Danny Elfman and Tim Burton go together like peas and carrots, and with Dark Shadows it seemed like an interesting playground for Elfman to fool around in. The trailers really threw audiences for a loop as it really mismarketed the film. This gothic quirky melodrama seemed like it didn't have much depth. It just felt like a film that is all on the surface with nothing underneath, which is not like Burton or Elfman for that matter. However, the score does validate that notion with the music being very thin. The music is quite tame, but it definitely does pull you in. While I was expecting something more tangible it does do the trick.

I think Elfman takes on a different personality when he writes for Burton. Every one of his Burton scores has a distinct sound that isn't found in his other scores. While I do feel he has personally been in sort of a creative slump these few years, he did manage to bring a great take on Alice In Wonderland. I think it's easy to say that Dark Shadows may be the weakest score Elfman has composed for Tim Burton.
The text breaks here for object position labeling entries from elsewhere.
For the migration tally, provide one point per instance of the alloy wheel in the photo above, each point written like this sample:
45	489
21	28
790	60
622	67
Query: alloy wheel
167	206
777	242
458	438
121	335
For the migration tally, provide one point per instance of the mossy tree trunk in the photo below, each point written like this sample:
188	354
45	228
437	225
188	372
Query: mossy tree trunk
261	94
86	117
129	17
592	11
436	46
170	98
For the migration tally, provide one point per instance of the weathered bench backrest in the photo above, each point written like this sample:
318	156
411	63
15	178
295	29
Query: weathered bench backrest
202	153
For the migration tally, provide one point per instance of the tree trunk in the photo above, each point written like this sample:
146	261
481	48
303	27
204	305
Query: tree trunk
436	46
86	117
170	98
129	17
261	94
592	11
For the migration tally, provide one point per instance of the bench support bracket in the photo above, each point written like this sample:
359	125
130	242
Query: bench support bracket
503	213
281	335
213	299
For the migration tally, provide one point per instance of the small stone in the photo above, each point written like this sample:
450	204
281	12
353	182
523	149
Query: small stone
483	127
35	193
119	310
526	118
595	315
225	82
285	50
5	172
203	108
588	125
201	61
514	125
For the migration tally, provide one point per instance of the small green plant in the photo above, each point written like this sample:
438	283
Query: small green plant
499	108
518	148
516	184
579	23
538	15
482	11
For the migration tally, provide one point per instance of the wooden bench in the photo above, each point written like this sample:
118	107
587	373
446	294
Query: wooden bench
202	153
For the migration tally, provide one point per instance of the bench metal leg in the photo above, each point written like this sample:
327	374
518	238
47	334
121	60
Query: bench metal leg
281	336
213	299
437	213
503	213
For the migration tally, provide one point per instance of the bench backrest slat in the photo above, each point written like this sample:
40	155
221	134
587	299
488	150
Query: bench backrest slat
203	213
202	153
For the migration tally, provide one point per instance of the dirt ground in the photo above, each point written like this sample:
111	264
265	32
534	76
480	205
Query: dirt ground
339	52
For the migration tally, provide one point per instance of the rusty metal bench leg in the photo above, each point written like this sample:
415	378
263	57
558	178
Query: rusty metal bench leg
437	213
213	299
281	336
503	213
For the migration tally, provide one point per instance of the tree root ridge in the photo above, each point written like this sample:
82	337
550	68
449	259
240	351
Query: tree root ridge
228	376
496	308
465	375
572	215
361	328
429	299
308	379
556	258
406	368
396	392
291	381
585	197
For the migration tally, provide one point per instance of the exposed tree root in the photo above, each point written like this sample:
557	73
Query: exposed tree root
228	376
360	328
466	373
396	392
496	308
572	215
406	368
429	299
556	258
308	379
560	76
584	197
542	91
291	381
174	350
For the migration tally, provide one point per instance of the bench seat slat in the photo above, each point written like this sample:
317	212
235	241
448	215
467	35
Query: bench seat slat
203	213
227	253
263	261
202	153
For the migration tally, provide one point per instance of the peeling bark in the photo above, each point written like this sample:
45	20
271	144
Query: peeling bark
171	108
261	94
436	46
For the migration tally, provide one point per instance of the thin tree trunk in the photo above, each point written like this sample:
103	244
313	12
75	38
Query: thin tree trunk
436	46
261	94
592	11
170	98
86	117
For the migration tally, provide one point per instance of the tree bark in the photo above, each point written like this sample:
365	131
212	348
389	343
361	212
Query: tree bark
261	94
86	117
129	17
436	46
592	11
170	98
There's no distinct flavor or character. It plays everything as is with atmospheric strings and tones. He falls on a few horror cliches here and there, but never overuses them. The score comes into full fruition right at the end when we've already grown a bit tired. But when that flower finally blossoms it does become something unique and interesting. Unfortunately, the track where I first felt the score getting a raise out of me was titled "Windows' Hill - Finale". The score could be labeled as a disappointment, but I think it offers just enough to keep it afloat. Danny Elfman fans should appreciate it, but I'm already looking forward to Frankenweenie which should see Danny Elfman more in his element.

When it comes to Dark Shadows it's too little too late. The score takes an eternity to get moving, and when everything musically comes together it's already at the end. I didn't hate the score, but it didn't really evoke an emotional response from me like Elfman's notably greater collaborations with Burton. This will be one of those cult Elfman favorites, but I urge everyone to check it out.